Below you can find an example of the creation of monothematic pairs from original RTE pairs.
The data sets are freely available for research purposes. Here it is possible to download:
- 90 RTE-5 Test Set pairs annotated with linguistic phenomena (30 entailment, 30 contradiction and 30 unknown examples)
- 203 monothematic pairs (i.e. pairs where only one linguistic phenomenon is relevant to the entailment relation) created from the 90 annotated pairs (157 entailment, 33 contradiction, and 13 unknown examples)
For further information, please contact Elena Cabrio (cabrio[at]fbk.eu) and Danilo Giampiccolo (giampiccolo[at]celct.it).
Luisa Bentivogli, Elena Cabrio, Ido Dagan, Danilo Giampiccolo, Medea Lo Leggio, and Bernardo Magnini. 2010. Building Textual Entailment Specialized Data Sets: a Methodology for Isolating Linguistic Phenomena Relevant to Inference. Proceedings of the 7th International Conference on Language Resources and Evaluation (LREC) . Valletta, Malta. 19-21 May. [.pdf]
The table above shows the decomposition of an original entailment pair (pair 408 in RTE-5) into monothematic pairs. First of all, the linguistic phenomena (i.e. apposition, synonymy, verbalization and argument realization) that are considered relevant to the entailment between T and H are annotated on the original pair. Furthermore, the methodology is applied in order to create monothematic pairs for each phenomenon detected in the first phase.
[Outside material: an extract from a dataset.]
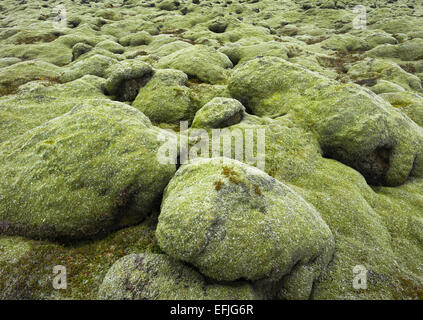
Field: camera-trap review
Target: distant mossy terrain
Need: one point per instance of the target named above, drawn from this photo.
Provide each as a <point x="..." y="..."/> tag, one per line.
<point x="89" y="91"/>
As an example, we apply step by step the procedure to the phenomenon we define as argument realization. As the first step, the general entailment rule:
Pattern: x y ↔ y in x
Constraint: type(x) = temporal_expression
is instantiated (2007 Nobel Prize in Literature ↔ Nobel Prize in Literature in 2007), and the substitution in T is carried out ([...] Doris Lessing, recipient of the Nobel Prize (in Literature) in 2007 [...]). Then, the monothematic pair T-H1 is composed and marked as "argument realization" (macro-category "syntactic"). Finally, this pair is judged as entailment. As said before, all these steps are then repeated for all the phenomena individuated in that pair.
It can be the case that several phenomena are collapsed on the same token.
For instance, as shown in the Table above, a chain of two phenomena should be solved to match recipient of with won.
In such cases, in order to create a monothematic H for each phenomenon, the methodology is applied recursively. It means that after applying it once to the first phenomenon of the chain (therefore creating the pair T−Hi), it is applied again on Hi (that becomes T') to solve the second phenomenon of the chain (creating the pair T'-Hj); more specifically, in the Table above the methodology is first applied on T for the verbalization (T-H3) and then, it is recursively applied on H3 (that becomes T') to solve the synonymy (T'- H4).
More details on the methodology and other examples of its application can be found in the reference paper (Bentivogli et al. 2010).